Interview: Ciera Eastin & Tina Wesson talk ‘Survivor: Blood vs. Water’

Ciera Eastin came ever-so-close to getting her “Survivor” exit interview with her mother Laura Morett. 
For several Redemption Island Duels, Laura was dominating and seemed poised to return to the game, but in the climactic Arena showdown, former winner Tina Wesson was more successful balancing a vase on a teeter-totter.
That denied me a paired exit interview with Laura and the doting daughter who voted her out of the game, the only vote cast by a player against their loved one in this “Survivor: Blood vs. Water” season.
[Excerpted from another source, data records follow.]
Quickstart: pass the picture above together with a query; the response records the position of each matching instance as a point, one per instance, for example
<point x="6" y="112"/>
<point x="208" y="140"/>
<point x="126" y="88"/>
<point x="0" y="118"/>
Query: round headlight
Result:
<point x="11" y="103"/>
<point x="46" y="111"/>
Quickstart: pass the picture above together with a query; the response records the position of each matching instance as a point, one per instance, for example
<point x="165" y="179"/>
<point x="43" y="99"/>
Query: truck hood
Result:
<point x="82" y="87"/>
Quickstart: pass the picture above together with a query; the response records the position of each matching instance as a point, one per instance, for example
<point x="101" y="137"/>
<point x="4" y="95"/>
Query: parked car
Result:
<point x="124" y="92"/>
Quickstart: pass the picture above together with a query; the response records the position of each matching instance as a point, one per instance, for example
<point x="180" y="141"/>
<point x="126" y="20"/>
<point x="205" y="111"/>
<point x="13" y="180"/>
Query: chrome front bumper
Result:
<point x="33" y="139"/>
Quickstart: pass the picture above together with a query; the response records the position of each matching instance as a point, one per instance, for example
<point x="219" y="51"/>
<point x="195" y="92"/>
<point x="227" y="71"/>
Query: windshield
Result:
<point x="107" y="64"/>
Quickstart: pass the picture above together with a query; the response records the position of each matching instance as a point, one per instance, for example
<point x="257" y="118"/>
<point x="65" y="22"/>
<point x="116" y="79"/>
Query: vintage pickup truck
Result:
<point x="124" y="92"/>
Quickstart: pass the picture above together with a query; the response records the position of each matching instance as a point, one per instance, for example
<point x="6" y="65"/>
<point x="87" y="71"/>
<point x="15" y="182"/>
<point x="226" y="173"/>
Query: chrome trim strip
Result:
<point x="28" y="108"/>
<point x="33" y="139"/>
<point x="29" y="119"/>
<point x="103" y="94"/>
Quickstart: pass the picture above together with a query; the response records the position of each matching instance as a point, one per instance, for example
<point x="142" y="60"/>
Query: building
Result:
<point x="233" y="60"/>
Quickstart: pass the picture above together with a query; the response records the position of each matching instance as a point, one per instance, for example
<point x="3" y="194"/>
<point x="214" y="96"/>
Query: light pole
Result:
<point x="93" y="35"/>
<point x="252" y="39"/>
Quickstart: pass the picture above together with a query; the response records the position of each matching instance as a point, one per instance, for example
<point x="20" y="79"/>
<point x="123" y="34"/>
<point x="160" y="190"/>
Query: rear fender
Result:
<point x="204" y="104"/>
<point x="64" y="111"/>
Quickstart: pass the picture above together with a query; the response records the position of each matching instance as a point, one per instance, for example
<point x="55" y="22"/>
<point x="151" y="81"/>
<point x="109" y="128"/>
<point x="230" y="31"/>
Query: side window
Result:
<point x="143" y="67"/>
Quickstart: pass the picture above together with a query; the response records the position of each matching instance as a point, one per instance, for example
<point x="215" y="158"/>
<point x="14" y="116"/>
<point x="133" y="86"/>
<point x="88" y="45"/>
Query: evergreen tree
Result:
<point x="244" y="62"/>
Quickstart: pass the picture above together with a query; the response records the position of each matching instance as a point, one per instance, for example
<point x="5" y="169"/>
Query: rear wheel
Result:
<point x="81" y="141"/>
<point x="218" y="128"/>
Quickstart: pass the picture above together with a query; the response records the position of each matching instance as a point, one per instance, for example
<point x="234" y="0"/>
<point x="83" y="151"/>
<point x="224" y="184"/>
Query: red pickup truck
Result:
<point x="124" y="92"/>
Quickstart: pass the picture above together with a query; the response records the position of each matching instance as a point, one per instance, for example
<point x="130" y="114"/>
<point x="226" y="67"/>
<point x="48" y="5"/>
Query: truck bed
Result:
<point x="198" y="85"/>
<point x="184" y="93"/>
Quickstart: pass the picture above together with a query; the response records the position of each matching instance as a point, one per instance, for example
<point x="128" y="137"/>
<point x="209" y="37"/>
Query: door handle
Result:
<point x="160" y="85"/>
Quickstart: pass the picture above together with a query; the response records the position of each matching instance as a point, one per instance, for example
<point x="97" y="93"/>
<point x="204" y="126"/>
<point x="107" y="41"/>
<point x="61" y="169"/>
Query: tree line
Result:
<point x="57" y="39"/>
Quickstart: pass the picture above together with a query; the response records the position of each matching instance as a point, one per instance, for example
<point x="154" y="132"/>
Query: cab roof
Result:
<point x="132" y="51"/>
Of course, we already know what they would have said, since they repeated their love for each other over and over through the season and in the reunion show, but I could have tried to stir up some trouble.
Instead, Tina and Ciera, the season’s fourth and fifth place finishers were like a friendly mutual admiration society. 
In this exit interview, Ciera makes a pretty convincing case for her pair of not-entirely-successful big moves, as well as the possibility that she could have beaten Tyson if she’d made the Final 3, while Tina discusses the lessons she learned about New School “Survivor.”
Click through for the full Q&A…
HitFix: OK. Let’s start at the top: Your Jury vote, how hard was the decision and was there any wavering at Final Tribal?
Tina Wesson: No, not really. Katie actually helped me to decide who I voted for. It was kinda up-in-the-air for me. She was the one who helped convince me that Tyson would be the best vote and now, after the season’s over and looking back at everything, I’m glad that it happened the way it did.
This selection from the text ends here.